HMS Spartiate - The Ship in Room 504

During theSecond World War, the Clyde became a target for German bombers because of the ships being built in the dockyards which lined the river. Something needed to be done to ensure the safety of shipping in the Clyde and the solution was to set up a Royal Naval shore establishment.

The Navy commandeered much of the St Enoch hotel, which was the subject of this Old Glasgow post from the archives, and HMS Spartiate (the elite warrior class in Spartan culture as I’m sure you weren’t wondering) was opened and the Clyde Boat Patrol created.
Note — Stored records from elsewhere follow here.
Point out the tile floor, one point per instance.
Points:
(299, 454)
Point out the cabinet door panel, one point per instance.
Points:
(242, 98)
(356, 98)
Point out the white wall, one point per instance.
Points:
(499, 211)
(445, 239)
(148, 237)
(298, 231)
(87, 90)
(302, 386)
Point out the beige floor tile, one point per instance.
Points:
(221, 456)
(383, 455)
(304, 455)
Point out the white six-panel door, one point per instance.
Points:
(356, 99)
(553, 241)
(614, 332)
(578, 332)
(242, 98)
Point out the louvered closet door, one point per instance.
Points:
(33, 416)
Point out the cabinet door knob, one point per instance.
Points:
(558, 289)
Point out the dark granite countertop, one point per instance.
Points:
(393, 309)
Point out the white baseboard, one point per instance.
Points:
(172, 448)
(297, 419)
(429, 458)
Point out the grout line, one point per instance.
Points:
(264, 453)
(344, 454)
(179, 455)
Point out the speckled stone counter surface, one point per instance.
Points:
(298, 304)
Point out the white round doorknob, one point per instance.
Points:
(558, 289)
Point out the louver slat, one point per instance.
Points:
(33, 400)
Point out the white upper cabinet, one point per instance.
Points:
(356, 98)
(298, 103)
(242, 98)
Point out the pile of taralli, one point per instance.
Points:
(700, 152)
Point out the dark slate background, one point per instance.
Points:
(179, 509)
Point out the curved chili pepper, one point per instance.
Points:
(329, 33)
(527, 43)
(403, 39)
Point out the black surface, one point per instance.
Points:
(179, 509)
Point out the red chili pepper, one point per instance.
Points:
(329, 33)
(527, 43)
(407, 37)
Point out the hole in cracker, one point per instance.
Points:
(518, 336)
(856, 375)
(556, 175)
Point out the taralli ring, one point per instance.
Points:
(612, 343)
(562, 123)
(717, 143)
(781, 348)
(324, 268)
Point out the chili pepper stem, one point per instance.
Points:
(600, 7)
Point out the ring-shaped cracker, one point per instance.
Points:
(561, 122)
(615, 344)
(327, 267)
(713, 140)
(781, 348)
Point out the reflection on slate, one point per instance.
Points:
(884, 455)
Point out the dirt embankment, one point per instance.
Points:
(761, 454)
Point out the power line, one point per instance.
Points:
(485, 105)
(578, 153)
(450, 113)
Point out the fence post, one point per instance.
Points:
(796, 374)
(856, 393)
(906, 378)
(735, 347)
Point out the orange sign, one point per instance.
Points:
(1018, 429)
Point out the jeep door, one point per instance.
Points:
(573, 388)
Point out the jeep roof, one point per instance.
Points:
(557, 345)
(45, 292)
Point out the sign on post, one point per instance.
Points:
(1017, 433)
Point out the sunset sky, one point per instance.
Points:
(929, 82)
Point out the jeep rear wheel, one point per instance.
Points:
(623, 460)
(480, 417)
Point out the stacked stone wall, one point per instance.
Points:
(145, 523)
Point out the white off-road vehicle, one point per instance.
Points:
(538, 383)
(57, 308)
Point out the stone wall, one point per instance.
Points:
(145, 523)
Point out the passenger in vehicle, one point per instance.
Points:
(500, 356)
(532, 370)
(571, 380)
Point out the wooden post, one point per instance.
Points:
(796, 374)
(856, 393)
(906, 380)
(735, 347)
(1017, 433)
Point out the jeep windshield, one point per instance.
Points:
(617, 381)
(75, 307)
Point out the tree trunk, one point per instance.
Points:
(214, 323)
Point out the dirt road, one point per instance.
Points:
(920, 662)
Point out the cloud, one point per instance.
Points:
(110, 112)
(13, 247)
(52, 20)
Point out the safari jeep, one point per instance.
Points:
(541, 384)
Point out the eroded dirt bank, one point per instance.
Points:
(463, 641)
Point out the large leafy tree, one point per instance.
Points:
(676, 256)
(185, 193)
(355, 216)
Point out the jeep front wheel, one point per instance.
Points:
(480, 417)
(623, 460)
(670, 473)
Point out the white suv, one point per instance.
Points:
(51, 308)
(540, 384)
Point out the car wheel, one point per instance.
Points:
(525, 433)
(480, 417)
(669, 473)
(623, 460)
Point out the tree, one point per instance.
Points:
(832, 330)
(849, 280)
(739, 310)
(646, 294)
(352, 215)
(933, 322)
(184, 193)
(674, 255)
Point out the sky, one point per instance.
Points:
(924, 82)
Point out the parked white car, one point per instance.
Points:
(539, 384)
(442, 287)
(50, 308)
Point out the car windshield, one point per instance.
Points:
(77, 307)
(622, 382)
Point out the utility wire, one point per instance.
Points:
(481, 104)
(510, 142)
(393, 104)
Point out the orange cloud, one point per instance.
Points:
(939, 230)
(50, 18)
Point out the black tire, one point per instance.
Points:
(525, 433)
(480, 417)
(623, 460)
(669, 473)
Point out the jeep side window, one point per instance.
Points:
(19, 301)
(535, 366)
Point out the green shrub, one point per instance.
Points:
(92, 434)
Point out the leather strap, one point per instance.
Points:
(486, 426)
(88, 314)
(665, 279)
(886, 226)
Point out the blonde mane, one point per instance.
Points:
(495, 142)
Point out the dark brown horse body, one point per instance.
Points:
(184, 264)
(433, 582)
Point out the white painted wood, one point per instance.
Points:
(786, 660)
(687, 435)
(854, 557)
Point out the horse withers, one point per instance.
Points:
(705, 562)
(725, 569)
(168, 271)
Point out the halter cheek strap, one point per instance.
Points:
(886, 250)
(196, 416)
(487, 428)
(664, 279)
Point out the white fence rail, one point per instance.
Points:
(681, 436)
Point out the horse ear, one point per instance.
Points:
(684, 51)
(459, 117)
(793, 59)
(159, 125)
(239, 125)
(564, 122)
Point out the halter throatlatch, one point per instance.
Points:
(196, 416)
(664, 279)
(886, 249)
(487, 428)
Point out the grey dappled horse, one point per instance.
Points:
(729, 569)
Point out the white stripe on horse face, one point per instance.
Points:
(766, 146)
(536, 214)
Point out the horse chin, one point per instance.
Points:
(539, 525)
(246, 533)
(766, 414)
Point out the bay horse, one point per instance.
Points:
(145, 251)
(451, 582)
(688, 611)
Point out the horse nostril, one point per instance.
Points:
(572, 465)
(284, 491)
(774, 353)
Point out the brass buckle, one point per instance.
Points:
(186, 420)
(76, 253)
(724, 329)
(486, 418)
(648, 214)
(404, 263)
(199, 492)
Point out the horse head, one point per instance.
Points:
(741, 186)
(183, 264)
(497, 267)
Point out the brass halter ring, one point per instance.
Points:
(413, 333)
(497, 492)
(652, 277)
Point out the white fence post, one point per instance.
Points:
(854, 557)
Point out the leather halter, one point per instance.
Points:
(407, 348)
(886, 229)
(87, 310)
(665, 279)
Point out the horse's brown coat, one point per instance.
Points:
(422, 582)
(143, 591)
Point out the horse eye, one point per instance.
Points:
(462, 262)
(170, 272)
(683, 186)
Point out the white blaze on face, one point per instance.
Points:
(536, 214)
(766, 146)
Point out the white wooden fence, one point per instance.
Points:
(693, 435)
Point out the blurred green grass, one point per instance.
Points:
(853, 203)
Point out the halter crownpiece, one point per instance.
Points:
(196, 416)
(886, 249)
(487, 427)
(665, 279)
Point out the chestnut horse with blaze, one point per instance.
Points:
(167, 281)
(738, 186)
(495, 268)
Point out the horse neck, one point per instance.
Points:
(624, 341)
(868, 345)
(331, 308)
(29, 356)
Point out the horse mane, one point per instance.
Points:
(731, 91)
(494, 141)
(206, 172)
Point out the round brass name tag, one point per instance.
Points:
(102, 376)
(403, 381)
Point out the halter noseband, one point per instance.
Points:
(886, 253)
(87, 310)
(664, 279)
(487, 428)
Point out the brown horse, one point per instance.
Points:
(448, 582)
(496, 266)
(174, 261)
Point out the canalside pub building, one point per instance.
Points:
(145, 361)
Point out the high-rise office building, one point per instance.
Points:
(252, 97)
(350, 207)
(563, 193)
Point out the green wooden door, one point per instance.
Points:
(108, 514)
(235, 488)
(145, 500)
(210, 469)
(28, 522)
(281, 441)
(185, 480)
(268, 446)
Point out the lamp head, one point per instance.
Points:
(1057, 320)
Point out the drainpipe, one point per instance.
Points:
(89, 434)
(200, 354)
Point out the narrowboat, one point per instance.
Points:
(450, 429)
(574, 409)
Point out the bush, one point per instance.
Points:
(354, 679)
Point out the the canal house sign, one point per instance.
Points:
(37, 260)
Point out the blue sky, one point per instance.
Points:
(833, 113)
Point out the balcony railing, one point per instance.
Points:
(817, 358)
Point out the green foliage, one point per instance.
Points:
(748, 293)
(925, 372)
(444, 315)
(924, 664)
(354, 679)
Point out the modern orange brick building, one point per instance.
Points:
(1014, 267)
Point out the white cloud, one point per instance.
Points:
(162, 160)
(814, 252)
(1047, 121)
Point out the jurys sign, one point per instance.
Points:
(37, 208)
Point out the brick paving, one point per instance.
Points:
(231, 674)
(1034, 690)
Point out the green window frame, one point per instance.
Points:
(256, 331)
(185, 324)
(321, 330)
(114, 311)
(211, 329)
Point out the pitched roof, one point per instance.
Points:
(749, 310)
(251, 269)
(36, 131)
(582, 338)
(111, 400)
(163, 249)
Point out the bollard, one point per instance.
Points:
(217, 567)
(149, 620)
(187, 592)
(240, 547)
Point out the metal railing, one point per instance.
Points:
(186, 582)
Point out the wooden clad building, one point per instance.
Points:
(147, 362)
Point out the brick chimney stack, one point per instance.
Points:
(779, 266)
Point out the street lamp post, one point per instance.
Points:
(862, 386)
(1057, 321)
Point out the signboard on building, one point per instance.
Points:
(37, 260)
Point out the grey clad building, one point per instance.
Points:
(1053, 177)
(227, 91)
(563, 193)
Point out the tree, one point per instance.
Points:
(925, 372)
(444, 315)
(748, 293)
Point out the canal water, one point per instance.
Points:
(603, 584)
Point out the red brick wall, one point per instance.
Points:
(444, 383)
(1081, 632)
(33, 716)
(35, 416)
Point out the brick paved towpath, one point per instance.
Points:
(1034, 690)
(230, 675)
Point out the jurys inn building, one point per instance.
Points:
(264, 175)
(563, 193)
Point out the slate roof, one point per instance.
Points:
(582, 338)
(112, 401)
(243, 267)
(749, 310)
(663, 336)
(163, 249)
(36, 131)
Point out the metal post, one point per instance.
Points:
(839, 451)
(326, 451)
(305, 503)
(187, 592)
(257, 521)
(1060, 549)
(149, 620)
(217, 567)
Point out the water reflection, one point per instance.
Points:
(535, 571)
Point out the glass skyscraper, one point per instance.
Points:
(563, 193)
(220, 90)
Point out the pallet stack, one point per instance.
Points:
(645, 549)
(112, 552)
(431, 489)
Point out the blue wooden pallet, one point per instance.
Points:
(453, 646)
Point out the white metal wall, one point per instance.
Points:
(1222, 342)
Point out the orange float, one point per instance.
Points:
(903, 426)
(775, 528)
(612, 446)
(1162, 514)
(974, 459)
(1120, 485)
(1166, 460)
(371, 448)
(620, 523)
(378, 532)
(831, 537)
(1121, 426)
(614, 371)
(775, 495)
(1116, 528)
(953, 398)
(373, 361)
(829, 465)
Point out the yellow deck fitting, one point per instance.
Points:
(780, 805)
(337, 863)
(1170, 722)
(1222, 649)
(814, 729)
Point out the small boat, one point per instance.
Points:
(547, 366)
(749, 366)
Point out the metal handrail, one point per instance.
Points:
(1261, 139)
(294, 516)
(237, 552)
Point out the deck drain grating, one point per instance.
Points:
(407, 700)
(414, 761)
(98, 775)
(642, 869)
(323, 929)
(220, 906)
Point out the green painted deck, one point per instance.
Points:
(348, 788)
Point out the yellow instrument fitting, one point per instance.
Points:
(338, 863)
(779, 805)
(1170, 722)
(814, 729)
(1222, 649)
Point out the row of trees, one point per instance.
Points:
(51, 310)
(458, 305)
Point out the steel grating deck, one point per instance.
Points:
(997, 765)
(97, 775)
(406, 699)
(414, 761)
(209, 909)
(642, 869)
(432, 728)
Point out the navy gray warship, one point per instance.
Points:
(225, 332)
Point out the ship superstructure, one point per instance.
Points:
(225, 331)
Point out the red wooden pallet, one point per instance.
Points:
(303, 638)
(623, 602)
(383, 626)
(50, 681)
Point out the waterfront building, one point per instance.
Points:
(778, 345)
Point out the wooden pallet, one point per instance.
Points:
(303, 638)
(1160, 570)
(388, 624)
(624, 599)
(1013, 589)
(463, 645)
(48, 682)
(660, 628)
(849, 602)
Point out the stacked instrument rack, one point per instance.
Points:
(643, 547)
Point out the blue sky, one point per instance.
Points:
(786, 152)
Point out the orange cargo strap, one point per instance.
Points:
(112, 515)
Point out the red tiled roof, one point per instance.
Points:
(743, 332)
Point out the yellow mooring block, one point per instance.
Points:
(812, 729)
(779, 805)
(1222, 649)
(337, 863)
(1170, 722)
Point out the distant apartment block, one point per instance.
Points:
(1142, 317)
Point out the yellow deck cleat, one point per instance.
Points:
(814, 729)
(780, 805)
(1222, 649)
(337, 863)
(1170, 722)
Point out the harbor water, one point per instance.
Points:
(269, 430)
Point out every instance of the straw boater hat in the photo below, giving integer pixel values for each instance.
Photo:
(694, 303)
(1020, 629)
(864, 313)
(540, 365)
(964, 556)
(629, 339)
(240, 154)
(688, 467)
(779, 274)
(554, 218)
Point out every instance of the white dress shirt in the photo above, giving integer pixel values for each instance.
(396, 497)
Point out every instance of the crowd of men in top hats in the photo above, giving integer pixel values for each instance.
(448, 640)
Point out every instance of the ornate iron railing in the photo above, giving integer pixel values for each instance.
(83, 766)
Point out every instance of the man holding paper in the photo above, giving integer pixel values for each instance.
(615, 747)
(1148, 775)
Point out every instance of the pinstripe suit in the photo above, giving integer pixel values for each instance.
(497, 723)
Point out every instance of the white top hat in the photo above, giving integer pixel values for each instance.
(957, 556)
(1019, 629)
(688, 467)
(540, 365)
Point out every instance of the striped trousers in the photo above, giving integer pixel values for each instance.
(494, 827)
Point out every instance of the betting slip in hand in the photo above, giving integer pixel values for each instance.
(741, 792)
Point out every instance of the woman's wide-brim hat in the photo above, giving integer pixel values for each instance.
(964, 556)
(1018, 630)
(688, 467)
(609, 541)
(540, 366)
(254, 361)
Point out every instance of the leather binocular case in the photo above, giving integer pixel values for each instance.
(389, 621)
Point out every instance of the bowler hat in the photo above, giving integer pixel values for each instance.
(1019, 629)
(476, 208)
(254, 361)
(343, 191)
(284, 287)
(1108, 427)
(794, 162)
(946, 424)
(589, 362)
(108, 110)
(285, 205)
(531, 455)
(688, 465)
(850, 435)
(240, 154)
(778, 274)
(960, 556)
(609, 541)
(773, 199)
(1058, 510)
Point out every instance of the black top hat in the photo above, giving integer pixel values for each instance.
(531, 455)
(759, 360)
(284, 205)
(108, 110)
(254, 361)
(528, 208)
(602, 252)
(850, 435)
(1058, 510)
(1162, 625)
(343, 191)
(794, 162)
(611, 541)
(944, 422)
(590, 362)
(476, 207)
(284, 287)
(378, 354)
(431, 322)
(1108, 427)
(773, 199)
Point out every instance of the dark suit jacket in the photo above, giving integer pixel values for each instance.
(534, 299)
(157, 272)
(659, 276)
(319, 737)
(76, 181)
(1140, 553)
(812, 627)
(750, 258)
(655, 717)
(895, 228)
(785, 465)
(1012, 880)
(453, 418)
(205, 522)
It was in the confines of room 504 that the other vital role of HMS Spartiate was carried out. It was converted into an office and became the de facto home of Lieutenant Commander Edward Seagar and the Clyde Intelligence System. It housed a safe, a camp bed and- perhaps most importantly- a scrambler telephone with a direct line to the Admiralty.

Seagar was dedicated to his role and barely found himself leaving the room over the course of the five years he was stationed there. He spoke seven languages and gathered scraps of information from all over the world. Stories, interrogations and other accounts, Seagar wanted to know it all.

Most of the undercover work done in Glasgow was carried out by three waterfront businessmen, and it was from them that he heard of a neutral Portuguese sailor who had been in Holland visiting family. Seagar took the information and combined it with other bits and pieces he had heard and the intelligence eventually led to a raid on the Philips Radio factory in Eindhoven which totally wiped out production of radios for German tanks.

HMS Spartiate may not have actually been a sea-faring vessel but she played a vital role in protecting Glasgow from German bombs. Which is good because it allowed the council to bulldoze half of it instead.